There are few data on the comparative outcome of medical therapy versus revascularization for the treatment of ischemic heart disease in ESRD patients. Manske et al. (68) studied the outcome of 26 angina-free diabetic renal transplant candidates (with preserved left ventricular systolic function, no left main disease, and at least one coronary artery stenosis in the proximal two thirds of the vessel with a visually estimated stenosis of >75% and a translesional pressure gradient of 15 mmHg) who were randomized to either medical therapy with nifedipine and aspirin or prophylactic coronary revascularization with PTCA (if judged technically feasible) or CAB. Ten of thirteen medically treated versus two (both PTCA) of 13 revascularized patients had a prespecified cardiac end point (unstable angina, MI, or cardiac death) at a median time of 8.4 mo after randomization (P = 0.002), and the trial was prematurely terminated. In retrospect, the medical treatment arm employed questionable therapy, as β-blocker therapy was not used.
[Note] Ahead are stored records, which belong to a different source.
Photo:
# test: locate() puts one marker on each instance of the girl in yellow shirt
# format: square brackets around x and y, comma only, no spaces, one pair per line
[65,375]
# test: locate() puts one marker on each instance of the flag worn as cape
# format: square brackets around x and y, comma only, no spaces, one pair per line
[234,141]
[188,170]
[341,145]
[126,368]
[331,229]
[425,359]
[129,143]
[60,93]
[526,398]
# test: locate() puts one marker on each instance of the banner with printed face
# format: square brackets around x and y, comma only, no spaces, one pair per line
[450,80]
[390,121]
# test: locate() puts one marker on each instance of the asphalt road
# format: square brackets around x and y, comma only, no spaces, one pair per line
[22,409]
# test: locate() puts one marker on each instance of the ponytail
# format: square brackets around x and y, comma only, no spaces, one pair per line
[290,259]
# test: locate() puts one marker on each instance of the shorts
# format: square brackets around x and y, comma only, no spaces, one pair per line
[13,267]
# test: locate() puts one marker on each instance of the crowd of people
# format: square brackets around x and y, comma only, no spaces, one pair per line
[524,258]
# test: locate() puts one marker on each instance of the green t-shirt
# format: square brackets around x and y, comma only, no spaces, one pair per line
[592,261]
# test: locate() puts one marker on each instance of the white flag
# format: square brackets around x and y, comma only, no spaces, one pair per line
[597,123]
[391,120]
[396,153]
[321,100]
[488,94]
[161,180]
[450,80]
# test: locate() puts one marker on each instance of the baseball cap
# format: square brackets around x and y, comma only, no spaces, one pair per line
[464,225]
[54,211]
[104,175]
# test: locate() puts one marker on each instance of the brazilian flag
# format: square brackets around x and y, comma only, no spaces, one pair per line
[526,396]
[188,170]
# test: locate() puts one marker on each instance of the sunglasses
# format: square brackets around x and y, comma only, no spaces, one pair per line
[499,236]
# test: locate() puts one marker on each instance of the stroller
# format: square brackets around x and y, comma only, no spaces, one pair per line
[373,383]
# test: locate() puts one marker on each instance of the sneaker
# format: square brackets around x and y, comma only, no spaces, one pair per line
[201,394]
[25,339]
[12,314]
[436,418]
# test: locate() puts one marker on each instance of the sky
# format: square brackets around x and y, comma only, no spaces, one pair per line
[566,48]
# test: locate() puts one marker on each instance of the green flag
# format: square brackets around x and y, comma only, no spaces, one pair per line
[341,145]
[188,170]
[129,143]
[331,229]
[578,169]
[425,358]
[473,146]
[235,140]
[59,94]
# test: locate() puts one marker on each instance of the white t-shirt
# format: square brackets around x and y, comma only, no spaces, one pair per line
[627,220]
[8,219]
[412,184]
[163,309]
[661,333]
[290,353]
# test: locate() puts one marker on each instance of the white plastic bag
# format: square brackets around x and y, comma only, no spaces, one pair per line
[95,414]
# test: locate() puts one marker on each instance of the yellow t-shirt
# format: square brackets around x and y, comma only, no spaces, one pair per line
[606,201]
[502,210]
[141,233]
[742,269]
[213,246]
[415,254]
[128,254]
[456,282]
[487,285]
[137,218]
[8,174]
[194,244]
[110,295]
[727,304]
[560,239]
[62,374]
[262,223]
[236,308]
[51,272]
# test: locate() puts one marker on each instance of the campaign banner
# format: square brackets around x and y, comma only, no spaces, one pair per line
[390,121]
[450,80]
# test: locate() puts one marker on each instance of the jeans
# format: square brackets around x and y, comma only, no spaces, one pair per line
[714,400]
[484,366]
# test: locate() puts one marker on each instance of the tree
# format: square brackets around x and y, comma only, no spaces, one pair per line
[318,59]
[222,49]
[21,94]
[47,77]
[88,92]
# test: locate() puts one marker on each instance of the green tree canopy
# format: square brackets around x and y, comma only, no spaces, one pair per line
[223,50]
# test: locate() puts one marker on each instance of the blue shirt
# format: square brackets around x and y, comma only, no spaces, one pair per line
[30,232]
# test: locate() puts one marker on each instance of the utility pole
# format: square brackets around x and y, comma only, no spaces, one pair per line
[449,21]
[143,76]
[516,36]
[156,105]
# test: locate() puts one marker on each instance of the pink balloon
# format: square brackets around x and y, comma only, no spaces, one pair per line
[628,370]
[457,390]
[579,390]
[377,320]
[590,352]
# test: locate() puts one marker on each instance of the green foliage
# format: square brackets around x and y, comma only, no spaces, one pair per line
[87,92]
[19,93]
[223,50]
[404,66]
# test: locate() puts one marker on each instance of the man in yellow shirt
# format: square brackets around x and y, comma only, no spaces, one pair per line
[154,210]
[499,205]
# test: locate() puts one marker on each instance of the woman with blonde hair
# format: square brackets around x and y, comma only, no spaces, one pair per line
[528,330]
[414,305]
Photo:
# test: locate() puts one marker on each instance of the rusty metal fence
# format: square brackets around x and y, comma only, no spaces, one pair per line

The revascularization arm of the study treated the eight PTCA and five CAB patients as receiving equivalent therapies, which is also problematic. Noninvasive evaluation was not used in this clinical trial.
Conclusion
I have attempted to present my perspective on the management of a special population at extraordinarily high risk for CHD and its complications, patients with CKD. The goal of those entrusted with promoting the health and welfare of these patients should be aggressive efforts to diagnose, treat, and most importantly, prevent CHD in these patients. As a population at particularly high risk for CHD, our efforts should be rewarded with measurable improvements in cardiovascular outcomes in these patients.